Então sugiro que sejamos severos na análise a partir das nossas próprias experiências: será que a consecutividade de transtornos e angústias vindos do ambiente externo se assenhora das nossas atitudes e reina em nosso destino? Ou isso ocorreria apenas na mente de um potencial psicopata? Na realidade, ao que parece, o diretor procura levantar aquele velho adágio falacioso e caquético de Rousseau de que a natureza humana é boa mas a sociedade a corrompe. Há quem siga essa instrução, mas não passa de absolutização de um termo (sintomático nos nossos dias).

O diretor Philips se sentiu ofendido pela crítica e respondeu que trata-se de um “filme complicado” e, em outras palavras, disse que as pessoas não deveriam se abalar com filmes complicados e, ao contrário, se esforçarem para tentarem entender o Coringa. Mas sentir-se incomodado com o desfecho do filme é uma questão de ignorância?

O spoiler é inevitável para que a análise seja completa. A “moral na história” (e não moral da história) é o que sempre esperamos, ao menos nos filmes norte americanos – já que a maior parte dos ditos cults europeus são impregnados de falta de desfecho e neutralidade moral – ou, pelo menos, quando se trata de longas de heróis.

Tudo bem, não temos a história de um herói, isso é evidente. Porém, temos a ascensão de um vilão, tão empática e carismática como a trajetória da Capitã Marvel. A grande diferença entre esta e Joker é que o filme da Marvel é engrandecido com uma virtude inequívoca pelo fato da personagem buscar a Verdade, e tão logo, o Bem. É isso que ela faz ao buscar sua origem, sua verdadeira causa e, desse modo, “ficar do lado certo”. O vilão se afunda em niilismo. Nada mais.

Na ausência do bem e da verdade, só temos o mau e o engano. Esse vazio diabólico é exacerbado no filme de Philips e vai na contra mão do que podemos chamar da tradição da arte no que tange a sua preocupação pela purificação do espectador (a catarse), que se identifica com uma personagem admirável, muitas vezes cheia de defeitos, mas benéfica e bem-intencionada. Se a arte não se servisse de nos apresentar bons exemplos qual seria sua responsabilidade social que Viktor Frankl tão bem explicou em Um Sentido Para A Vida – Psicoterapia e Humanismo? Com efeito, o anjo diabólico, ao fim do filme, percorre o corredor do sanatório em direção à luz, de maneira a simbolizar a sua “conquista do nada”: matar sem justificativas e ser enviado ao fundo do poço são suas obras mais belas.

O psicanalista austríaco Viktor Frankl viveu durante três anos preso em campo de concentração nazista e desenvolveu a corrente psiquiátrica humanista conhecida como Logoterapia

Essa inversão deve ser, no mínimo, perturbadora, principalmente para aqueles que tiveram a iniciativa de levar os filhos jovens.

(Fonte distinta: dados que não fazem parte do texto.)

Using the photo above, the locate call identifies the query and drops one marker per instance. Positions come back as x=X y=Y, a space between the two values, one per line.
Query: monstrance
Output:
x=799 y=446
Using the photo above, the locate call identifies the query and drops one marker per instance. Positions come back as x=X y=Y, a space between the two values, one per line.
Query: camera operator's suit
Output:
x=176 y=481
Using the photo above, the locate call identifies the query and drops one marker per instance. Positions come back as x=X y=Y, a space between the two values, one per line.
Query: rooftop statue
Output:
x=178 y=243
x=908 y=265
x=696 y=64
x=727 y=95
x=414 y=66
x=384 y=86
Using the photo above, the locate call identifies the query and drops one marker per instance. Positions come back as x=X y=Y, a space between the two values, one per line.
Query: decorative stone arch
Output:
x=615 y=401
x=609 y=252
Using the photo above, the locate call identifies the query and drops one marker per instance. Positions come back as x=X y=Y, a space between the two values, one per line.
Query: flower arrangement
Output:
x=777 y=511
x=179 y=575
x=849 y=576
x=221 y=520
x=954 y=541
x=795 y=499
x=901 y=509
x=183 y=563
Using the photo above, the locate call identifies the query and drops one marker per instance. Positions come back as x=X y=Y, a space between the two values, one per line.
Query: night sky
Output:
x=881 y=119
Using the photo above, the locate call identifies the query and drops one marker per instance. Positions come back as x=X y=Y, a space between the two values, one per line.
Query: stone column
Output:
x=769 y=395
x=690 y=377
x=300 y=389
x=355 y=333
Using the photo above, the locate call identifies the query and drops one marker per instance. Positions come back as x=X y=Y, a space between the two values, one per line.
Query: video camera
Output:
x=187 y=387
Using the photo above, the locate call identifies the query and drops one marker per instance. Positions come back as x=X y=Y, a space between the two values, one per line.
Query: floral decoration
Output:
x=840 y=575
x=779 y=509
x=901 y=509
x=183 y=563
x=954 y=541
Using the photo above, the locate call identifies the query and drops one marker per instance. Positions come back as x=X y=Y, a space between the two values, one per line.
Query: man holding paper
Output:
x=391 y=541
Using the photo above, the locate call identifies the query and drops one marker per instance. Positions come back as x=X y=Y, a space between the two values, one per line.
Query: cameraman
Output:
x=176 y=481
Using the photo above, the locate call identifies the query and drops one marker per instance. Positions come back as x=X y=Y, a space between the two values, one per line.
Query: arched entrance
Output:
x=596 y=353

Onde está o bem, que não aparece nem nas personagens mais proeminentes do filme? Aqueles que sempre foram os “co-heróis” dos quadrinhos do Cavaleiro das Trevas, no filme, estão repletos de defeitos, imperfeitos e indiferentes ao sofrimento alheio. O pior, são condenados por serem… ricos! Hual, que pretexto para se fincar a faca da discórdia e promover a luta de classes através da arte!  Nesse ponto o filme chega a ser caricato e patético no que tange aos acontecimentos forçosos no intento de maltratar o pobre palhaço até identificarmos razões suficientes para suas atitudes de resposta a esse “meio opressor”.

O filme não é complicado, é, inclusive, bem nítido com relação aos propósitos do autor. O bem está longínquo e subentendido na figura do menino que tem seus pais assassinatos numa viela. Entretanto, reparem: este é frágil e ninguém garante que tal criança se torne o esperado Batman nessa versão trágica. Mais provável – diante de todo esse quadro – que seja um ressentido filhinho de papai que não liga para os problemas mentais do pobre irmão. Não há esperança em Coringa, não há salvação.